Lexington, Ky.–based Big Ass Fans thinks that the residential ceiling fan should be able to think for itself. As evidence, the company fitted its Haiku fan, first released in 2012, with sensors that monitor motion, ambient air temperature, and humidity while adjusting its speed on the basis of preset and learned user conditions. Now, the company announced earlier this month, the Haiku with its proprietary SenseMe technology will work in tandem with Nest’s Learning Thermostat. The result is an old-school method of keeping cool that has been revised for the Internet-connected home.

“I always joke that I’ve been doing this for years,” says Alex Reed, the company's director of consumer product marketing. “Just raising my thermostat and then changing my fan speed as I get uncomfortable. But it’s an arduous task.” In teaming up with a smart-thermostat marker, he says, “the intent is that [when] you walk into the space, it feels exactly how you want it to feel, and it’s operating as efficiently as possible.”

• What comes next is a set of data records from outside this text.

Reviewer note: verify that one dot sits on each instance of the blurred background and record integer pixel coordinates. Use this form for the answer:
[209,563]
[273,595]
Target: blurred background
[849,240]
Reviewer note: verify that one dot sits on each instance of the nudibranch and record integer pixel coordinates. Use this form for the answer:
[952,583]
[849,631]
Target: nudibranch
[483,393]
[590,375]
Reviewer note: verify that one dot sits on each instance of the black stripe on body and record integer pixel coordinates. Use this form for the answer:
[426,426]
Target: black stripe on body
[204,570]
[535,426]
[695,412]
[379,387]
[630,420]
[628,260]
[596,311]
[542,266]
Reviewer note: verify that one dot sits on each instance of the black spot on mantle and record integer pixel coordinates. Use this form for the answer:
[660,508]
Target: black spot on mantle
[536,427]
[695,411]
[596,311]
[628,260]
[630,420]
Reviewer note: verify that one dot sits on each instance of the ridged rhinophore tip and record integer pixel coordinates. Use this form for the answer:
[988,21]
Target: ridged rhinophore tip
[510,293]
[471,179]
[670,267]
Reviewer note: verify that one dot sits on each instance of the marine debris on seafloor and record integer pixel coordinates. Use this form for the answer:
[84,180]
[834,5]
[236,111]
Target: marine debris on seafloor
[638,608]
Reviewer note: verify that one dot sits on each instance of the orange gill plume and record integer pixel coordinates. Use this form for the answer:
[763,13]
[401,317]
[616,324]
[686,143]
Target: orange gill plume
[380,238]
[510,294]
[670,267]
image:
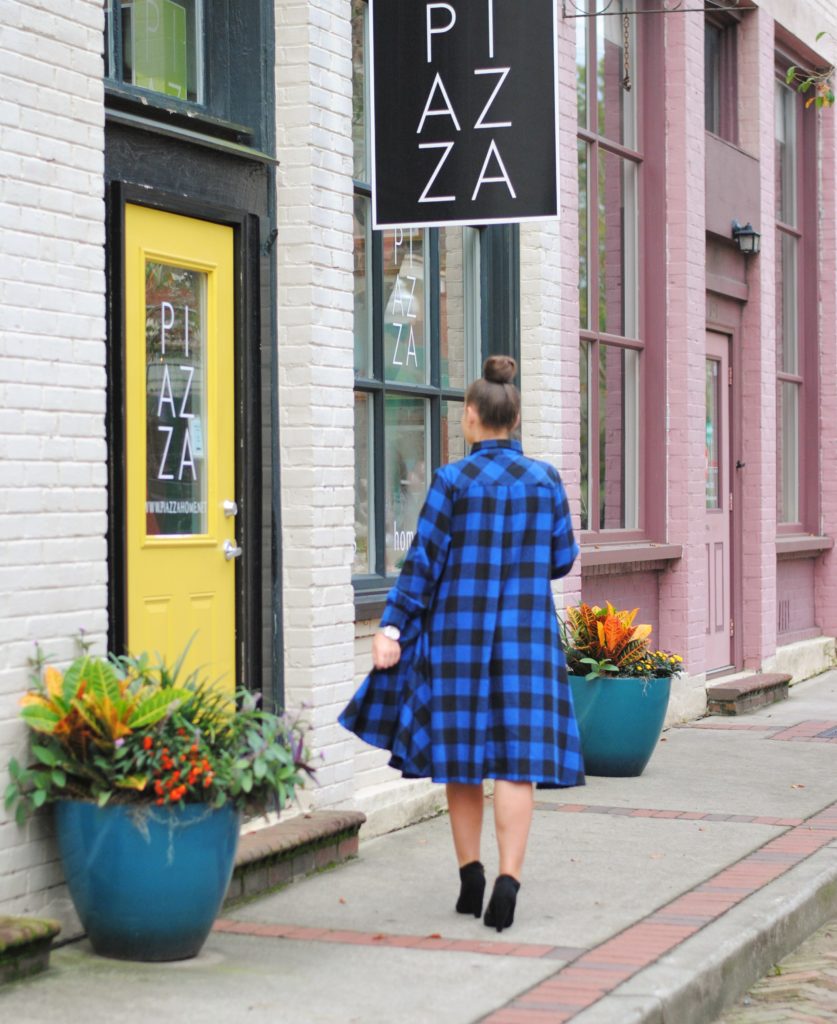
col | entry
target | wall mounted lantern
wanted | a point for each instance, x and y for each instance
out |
(747, 239)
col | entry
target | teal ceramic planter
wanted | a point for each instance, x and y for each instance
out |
(620, 721)
(147, 882)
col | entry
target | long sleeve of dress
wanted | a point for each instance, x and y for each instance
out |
(425, 560)
(565, 549)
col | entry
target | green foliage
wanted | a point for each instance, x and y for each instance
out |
(122, 729)
(599, 642)
(821, 82)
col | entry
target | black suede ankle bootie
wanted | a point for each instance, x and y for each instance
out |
(500, 911)
(472, 878)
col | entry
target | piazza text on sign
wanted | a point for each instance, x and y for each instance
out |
(464, 112)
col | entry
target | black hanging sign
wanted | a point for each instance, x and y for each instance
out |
(464, 112)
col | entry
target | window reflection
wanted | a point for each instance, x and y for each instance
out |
(162, 45)
(407, 461)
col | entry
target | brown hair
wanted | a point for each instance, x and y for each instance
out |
(494, 395)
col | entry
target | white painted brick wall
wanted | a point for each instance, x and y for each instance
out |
(52, 445)
(316, 370)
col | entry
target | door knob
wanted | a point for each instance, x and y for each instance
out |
(231, 551)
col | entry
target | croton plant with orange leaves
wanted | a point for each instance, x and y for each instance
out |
(127, 730)
(603, 641)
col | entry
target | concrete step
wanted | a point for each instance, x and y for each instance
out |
(25, 945)
(743, 694)
(270, 857)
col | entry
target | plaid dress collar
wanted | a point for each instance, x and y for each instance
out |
(497, 444)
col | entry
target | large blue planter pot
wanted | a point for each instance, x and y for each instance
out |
(147, 882)
(620, 721)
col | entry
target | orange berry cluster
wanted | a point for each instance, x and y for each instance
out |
(178, 772)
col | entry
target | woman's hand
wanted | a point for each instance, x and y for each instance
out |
(385, 652)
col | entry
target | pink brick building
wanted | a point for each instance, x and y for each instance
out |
(684, 390)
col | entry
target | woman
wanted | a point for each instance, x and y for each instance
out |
(469, 680)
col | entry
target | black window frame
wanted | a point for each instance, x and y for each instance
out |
(237, 104)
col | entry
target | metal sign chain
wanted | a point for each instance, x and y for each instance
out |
(626, 51)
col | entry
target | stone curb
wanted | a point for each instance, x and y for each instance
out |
(276, 855)
(706, 974)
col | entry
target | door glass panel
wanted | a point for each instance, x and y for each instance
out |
(407, 461)
(712, 449)
(405, 316)
(175, 401)
(162, 46)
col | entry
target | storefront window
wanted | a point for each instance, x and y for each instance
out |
(157, 45)
(791, 246)
(416, 332)
(609, 169)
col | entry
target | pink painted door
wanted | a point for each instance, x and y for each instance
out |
(718, 504)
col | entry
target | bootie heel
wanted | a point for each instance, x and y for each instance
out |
(500, 911)
(472, 879)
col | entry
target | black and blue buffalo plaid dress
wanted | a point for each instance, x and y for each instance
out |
(480, 690)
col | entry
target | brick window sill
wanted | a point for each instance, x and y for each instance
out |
(619, 559)
(801, 546)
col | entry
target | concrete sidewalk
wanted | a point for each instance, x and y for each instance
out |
(653, 899)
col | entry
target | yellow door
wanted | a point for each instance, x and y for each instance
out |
(179, 440)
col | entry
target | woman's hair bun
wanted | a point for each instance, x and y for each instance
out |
(499, 369)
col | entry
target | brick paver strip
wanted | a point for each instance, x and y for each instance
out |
(492, 948)
(591, 974)
(656, 812)
(641, 944)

The integration isn’t the only way that Big Ass Fans and Nest are working together. Both companies are part of the nonprofit Thread Collective—formally launched earlier this summer by a group of home-products manufacturers and led by Google—that is developing an IP-based, low-power mesh network through which Web-enabled devices from multiple manufacturers will be able to communicate. Big Ass Fans’ work with Nest encouraged their invitation to join the group, Reed says.

“It’s not just keeping up with the Joneses,” he adds. “It’s actually doing things with a purpose—that if this Internet of Things is going to become more than a Utopian vision for the home, then we need to create some sort of standard.”

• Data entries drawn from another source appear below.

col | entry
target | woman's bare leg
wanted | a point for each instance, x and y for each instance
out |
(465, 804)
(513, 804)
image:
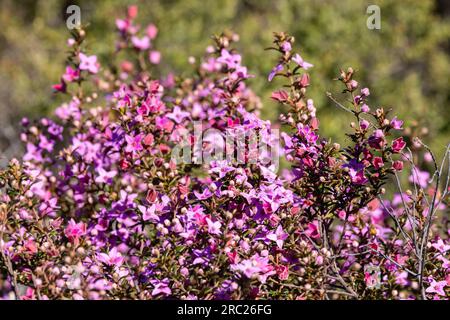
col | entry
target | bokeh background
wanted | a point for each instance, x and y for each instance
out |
(406, 64)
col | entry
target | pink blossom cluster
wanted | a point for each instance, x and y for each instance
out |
(98, 209)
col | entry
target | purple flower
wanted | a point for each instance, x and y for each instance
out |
(161, 287)
(279, 236)
(205, 194)
(141, 43)
(232, 61)
(356, 171)
(89, 63)
(419, 177)
(299, 60)
(105, 176)
(133, 143)
(396, 124)
(71, 74)
(177, 115)
(112, 258)
(221, 167)
(213, 227)
(437, 287)
(274, 71)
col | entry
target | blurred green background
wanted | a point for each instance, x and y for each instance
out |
(406, 64)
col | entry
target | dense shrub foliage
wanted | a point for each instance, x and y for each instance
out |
(99, 207)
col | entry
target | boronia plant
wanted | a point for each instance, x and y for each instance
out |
(102, 205)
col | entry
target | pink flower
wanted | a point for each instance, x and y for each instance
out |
(60, 87)
(154, 57)
(365, 92)
(29, 294)
(133, 143)
(152, 31)
(141, 43)
(280, 95)
(113, 258)
(274, 71)
(205, 194)
(437, 287)
(213, 227)
(74, 231)
(286, 46)
(364, 124)
(149, 213)
(396, 124)
(105, 176)
(398, 145)
(279, 236)
(397, 165)
(177, 115)
(282, 272)
(419, 177)
(89, 63)
(365, 108)
(313, 230)
(441, 246)
(71, 74)
(378, 162)
(299, 60)
(161, 287)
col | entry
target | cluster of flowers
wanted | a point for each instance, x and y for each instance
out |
(99, 209)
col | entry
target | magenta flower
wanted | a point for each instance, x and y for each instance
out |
(313, 230)
(89, 63)
(141, 43)
(356, 172)
(299, 60)
(378, 162)
(278, 236)
(441, 246)
(161, 287)
(397, 165)
(398, 145)
(177, 115)
(286, 46)
(232, 61)
(280, 95)
(152, 31)
(105, 176)
(221, 167)
(112, 258)
(420, 177)
(213, 227)
(71, 74)
(365, 92)
(396, 124)
(149, 213)
(437, 287)
(74, 231)
(154, 57)
(133, 143)
(274, 71)
(205, 194)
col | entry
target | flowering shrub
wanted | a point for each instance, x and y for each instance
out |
(102, 206)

A screenshot of the new monitoring app's interface.
Big Ass Fans A screenshot of the new monitoring app's interface.

Beyond its quip of a name, Big Ass Fans is known primarily for its high-volume, low-speed industrial fans, which are designed for use in warehouses, manufacturing facilities, sports arenas, and other high-ceiling spaces that require a large volume of airflow. Soon after the company’s launch in 1999, its industrial units’ sleek but expansive profiles and minimal noise output inspired designers to specify them—weighing more than 100 pounds and costing up to $6,000—in residences and light-commercial projects such as restaurants. “It was an alert to us that there’s an unmet need here,” Reed says. “We inventoried the existing residential fan market and it amazed us that here’s a category that’s been around for 130 years … and the fans look pretty similar to what they looked like in the 1800s.”

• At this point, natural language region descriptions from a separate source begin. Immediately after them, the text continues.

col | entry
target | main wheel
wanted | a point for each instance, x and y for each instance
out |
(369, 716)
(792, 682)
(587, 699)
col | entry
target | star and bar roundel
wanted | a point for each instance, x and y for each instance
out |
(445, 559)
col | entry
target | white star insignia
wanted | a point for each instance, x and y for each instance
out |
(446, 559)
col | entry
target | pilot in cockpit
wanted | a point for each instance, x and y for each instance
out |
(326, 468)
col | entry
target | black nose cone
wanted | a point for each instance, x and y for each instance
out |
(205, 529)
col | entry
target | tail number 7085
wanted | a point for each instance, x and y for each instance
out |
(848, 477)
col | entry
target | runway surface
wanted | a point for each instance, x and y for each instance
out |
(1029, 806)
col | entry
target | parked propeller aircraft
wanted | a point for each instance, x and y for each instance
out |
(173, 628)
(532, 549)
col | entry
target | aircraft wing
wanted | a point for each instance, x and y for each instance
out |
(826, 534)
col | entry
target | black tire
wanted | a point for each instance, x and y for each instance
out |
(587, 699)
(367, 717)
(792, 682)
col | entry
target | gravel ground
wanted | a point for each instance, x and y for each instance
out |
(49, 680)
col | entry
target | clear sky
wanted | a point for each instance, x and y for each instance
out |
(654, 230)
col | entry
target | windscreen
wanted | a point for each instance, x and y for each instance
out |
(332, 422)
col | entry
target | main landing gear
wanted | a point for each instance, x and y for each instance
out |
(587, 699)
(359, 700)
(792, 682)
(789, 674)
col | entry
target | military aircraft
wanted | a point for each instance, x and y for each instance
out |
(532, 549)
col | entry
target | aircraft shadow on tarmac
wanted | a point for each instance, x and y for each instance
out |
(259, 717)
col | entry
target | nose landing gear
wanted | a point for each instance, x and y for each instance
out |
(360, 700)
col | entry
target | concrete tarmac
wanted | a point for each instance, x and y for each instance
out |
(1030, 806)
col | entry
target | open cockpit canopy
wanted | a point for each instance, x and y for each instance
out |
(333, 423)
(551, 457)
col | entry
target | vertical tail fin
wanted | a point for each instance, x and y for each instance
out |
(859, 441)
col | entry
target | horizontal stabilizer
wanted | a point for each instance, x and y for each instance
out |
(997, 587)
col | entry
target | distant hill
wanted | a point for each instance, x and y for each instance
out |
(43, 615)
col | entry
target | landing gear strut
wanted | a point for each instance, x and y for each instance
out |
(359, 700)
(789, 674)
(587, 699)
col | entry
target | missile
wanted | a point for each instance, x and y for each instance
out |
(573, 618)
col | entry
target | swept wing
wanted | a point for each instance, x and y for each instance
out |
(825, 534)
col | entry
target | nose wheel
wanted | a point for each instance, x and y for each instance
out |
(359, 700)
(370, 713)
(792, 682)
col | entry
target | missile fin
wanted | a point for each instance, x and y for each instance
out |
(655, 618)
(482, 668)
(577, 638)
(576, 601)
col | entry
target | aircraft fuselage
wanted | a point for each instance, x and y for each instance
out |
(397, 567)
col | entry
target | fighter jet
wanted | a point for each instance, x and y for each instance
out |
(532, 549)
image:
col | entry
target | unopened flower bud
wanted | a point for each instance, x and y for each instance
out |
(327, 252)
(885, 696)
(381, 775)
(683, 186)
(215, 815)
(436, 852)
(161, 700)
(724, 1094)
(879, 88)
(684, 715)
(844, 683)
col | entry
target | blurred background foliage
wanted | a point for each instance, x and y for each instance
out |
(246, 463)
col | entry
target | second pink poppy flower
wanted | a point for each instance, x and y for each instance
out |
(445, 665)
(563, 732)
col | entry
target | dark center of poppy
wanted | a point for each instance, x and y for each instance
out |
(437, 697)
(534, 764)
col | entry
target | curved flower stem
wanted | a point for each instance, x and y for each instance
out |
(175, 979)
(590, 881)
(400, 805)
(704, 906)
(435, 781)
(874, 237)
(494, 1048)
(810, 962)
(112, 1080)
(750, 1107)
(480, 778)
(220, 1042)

For its residential Haiku fan, the company shrunk and streamlined its industrial design to three airfoils whose form allows them to move through the air more efficiently than do its peer, conventional pressed-board blades. Compressed, five-ply bamboo and a more-durable, glass-infused composite finished in automotive-grade paint offer use indoors and on outdoor patios, respectively. The addition of integrated sensors and Nest compatibility, managed from a smartphone app (shown), pushes the fan into the realm of the Internet-connected home—a place where so-called “smart” products must prove their value proposition.

“Now that we can put sensors and radios in everything, there’s sort of a gold rush to do it," Reed says. "The success or failure of the Internet of Things is going to depend on people really driving that purpose, and making life easier and more convenient and not more complex."

This article has been updated to correct the location of Big Ass Fans' headquarters. It is in Lexington, Ky. We regret the error.